Microsoft calls the group Nobelium. It has a new strategy to take advantage of cloud service resellers’ direct access to customers’ IT systems. Resellers “more easily impersonate an organisation’s trusted technology partner to gain entry to their downstream customers.” They manage and customize accounts and act as intermediaries between cloud giants.
“Fortunately, this campaign was discovered in its early stages and we are sharing the developments to help cloud service resellers and technology providers and their customers take timely actions to ensure Nobelium does not become more successful,” Tom Burt (a Microsoft vice president) wrote in a blog.
Microsoft’s announcement was downplayed by the Biden administration. An American official briefed about the matter who requested anonymity to discuss the government’s response stated that the activities described were “unsophisticated password-spray and phishing, run of the mill operations for surveillance that we already know are attempted daily by Russia and other foreign countries.”
The Russian Embassy did no immediate reply to our request for comment.
Relations between the U.S., Russia have been straining this year due to a series of ransomware attacks on U.S. targets by Russian-based cyber gangs. U.S. President Joe Biden warned Russian President Vladimir Putin to clamp down on ransomware criminals. However, several high-ranking cybersecurity officials in the administration have stated recently that they have not seen any evidence.
Hackers can use supply chain attacks to steal information from multiple targets. They do this by breaking into one product that they all use. The U.S. government previously blamed Russia’s SVR foreign intelligence agency (SVR) for the SolarWinds hack. This supply-chain hack went unnoticed for most 2020 and severely embarrassed Washington.
After the U.S. software firm whose product was used in this hacking effort, the hacking campaign is named SolarWinds. In April, the Biden administration placed new sanctions on six Russian companies supporting the country’s cyber efforts as a result of the SolarWinds hack.
Microsoft has been monitoring Nobelium’s latest attack campaign since May. It has notified over 140 companies that were targeted by the group. As many as 14 are believed to have been compromised. Since July, the attacks have intensified. Microsoft noted that 609 customers had been notified that they had been targeted 22,868 times. The success rate of Nobelium’s attacks has been low single digits. This is more attacks than Microsoft had reported to all other nation-state actors over the past three years.
Burt stated that Russia is seeking long-term, systemic access to a number of points in technology supply chains and establishing a mechanism to surveil – now and in the future- targets of Russian interest.

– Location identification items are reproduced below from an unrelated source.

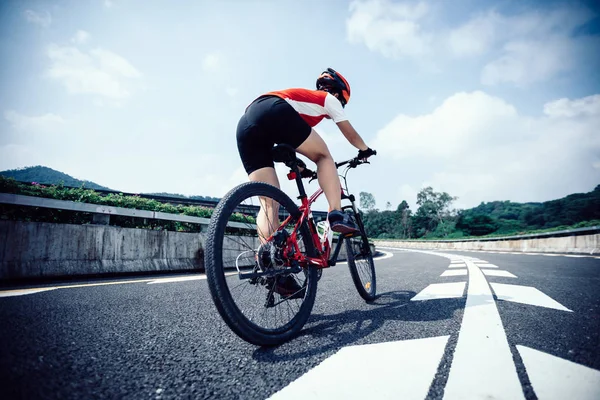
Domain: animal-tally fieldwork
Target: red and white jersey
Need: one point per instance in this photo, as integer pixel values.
(313, 105)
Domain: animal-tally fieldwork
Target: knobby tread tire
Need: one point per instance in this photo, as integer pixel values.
(219, 290)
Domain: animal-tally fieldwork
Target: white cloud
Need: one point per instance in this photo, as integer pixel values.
(572, 108)
(389, 28)
(33, 123)
(43, 20)
(99, 71)
(479, 148)
(231, 91)
(80, 37)
(211, 62)
(532, 46)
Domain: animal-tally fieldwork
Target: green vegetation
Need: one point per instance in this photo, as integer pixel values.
(48, 176)
(59, 192)
(435, 218)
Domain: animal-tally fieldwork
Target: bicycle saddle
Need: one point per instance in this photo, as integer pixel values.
(284, 153)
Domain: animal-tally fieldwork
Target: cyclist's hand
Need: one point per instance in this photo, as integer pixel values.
(363, 155)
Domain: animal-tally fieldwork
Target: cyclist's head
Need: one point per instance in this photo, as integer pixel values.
(334, 83)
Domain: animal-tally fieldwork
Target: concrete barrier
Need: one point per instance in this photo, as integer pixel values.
(580, 244)
(41, 250)
(37, 250)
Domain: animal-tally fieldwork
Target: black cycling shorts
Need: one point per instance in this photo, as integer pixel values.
(269, 120)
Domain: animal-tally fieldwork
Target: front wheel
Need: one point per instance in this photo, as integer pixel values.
(360, 262)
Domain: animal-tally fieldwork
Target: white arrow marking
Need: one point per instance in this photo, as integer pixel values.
(482, 367)
(393, 370)
(555, 378)
(526, 295)
(441, 291)
(22, 292)
(454, 272)
(486, 265)
(493, 272)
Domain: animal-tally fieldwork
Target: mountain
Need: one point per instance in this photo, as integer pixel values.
(48, 176)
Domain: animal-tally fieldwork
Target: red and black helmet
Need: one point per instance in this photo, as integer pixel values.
(333, 82)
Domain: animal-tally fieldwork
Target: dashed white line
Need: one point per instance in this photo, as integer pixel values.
(454, 272)
(345, 375)
(502, 273)
(441, 291)
(526, 295)
(482, 366)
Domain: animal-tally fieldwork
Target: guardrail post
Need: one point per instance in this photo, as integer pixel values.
(101, 219)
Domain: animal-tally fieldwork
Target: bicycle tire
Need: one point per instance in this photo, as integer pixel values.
(221, 295)
(360, 263)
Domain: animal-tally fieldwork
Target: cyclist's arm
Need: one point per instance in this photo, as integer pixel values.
(351, 135)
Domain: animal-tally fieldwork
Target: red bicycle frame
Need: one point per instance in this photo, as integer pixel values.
(323, 250)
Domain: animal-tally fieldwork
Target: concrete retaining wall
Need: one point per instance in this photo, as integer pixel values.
(583, 244)
(38, 250)
(30, 250)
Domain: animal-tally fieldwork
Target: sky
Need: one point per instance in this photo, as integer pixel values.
(485, 100)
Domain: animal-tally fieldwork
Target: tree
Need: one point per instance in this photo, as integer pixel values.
(367, 201)
(476, 225)
(434, 208)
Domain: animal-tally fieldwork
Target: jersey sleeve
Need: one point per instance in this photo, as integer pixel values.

Microsoft didn’t name any hackers in the latest campaign. Mandiant, a cybersecurity firm, said it had witnessed victims in North America and Europe.
Charles Carmakal, Chief Technology Officer at Mandiant, stated that hackers use the resellers as a way to hide their identity making detection challenging.
He said, “It shifts an initial intrusion away form the ultimate targets, who in some cases are organizations with more advanced cyber defenses to smaller technology partners with fewer cyber defenses.”